W stopniu, w jakim potrafimy obserwować z doczesności (czy samo w sobie oznacza to, że nie jesteśmy w stanie nic zrozumieć z tego, co dzieje się przekraczając doczesne „teraz”?), Wielka Sobota odnosi się do „czasu” (jakiego innego określenia tu użyć?) i wydarzeń zupełnie wyjątkowych. Ich istotę wyznaczają — samemu będąc w najwyższym stopniu wyjątkowymi i dzieląc się tym przymiotem — z jednej strony śmierć Chrystusa na krzyżu a z drugiej Jego zmartwychwstanie wraz z paschalnym przyjściem Ducha Ożywiciela (zob. J 21,22-23).

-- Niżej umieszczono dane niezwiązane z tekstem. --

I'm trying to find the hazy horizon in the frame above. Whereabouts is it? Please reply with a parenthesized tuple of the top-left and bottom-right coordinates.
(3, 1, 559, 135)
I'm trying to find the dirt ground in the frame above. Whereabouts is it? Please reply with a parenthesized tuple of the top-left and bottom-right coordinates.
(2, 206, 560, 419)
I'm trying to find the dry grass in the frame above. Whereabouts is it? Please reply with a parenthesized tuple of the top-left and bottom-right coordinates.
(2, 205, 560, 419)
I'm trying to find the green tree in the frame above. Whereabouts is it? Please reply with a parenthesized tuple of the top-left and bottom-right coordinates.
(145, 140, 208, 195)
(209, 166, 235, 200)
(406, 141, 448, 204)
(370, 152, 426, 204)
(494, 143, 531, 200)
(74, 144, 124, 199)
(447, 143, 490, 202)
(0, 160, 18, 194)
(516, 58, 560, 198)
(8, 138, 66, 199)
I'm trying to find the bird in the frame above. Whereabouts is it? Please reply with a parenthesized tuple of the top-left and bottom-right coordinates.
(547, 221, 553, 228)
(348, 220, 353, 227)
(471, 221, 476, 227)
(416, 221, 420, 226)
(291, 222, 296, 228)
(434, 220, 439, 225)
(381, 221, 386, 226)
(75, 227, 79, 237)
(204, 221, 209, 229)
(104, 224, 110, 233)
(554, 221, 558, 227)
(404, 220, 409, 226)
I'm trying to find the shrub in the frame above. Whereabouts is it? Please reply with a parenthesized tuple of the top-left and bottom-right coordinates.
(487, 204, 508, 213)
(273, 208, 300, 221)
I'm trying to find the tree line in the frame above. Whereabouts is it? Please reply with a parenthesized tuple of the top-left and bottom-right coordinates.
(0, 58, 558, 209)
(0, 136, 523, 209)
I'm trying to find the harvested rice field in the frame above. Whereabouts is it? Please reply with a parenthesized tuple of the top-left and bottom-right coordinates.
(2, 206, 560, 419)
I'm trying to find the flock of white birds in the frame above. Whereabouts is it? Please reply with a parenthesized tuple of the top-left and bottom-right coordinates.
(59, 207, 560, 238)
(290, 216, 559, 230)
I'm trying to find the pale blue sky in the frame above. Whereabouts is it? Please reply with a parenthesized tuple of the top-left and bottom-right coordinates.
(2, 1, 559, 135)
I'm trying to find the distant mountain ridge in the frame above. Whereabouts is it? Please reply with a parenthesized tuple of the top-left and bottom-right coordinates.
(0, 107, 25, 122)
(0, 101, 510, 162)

„Jezus doświadczył śmierci jak wszyscy ludzie i Jego dusza dołączyła do nich w krainie umarłych. Jezus zstąpił tam jednak jako Zbawiciel” (KKK § 633). Wielka Sobota to dzień, który m.in. zaprasza (również przez swą ciszę jest to zaproszenie jakby łączące delikatność i ogromny takt z poczuciem siły, ze świadomością zwycięstwa) do zastanowienia nad słowami wyznania wiary dotyczącymi zstąpienia Chrystusa do tzw. otchłani, do „miejsca”, gdzie przebywali zmarli, którzy poprzedzili tam Zbawiciela. Stajemy tu wobec jednego z punktów centralnych misterium paschalnego. Tutaj również widzimy, jak przeznaczeniem Paschy Chrystusowej jest stać się paschą zmartwychwstania, wyzwolenia, zbawienia dla człowieka. „«Nawet umarłym głoszono Ewangelię ...» (1 P 4,6). Zstąpienie do piekieł jest całkowitym wypełnieniem ewangelicznego głoszenia zbawienia. Jest ostateczną fazą mesjańskiego posłania Jezusa, fazą skondensowaną w czasie, ale ogromnie szeroką w swym rzeczywistym znaczeniu rozciągnięcia odkupieńczego dzieła na wszystkich ludzi wszystkich czasów i wszystkich miejsc, aby wszyscy ci, którzy są zbawieni, stali się uczestnikami Odkupienia” (KKK 634).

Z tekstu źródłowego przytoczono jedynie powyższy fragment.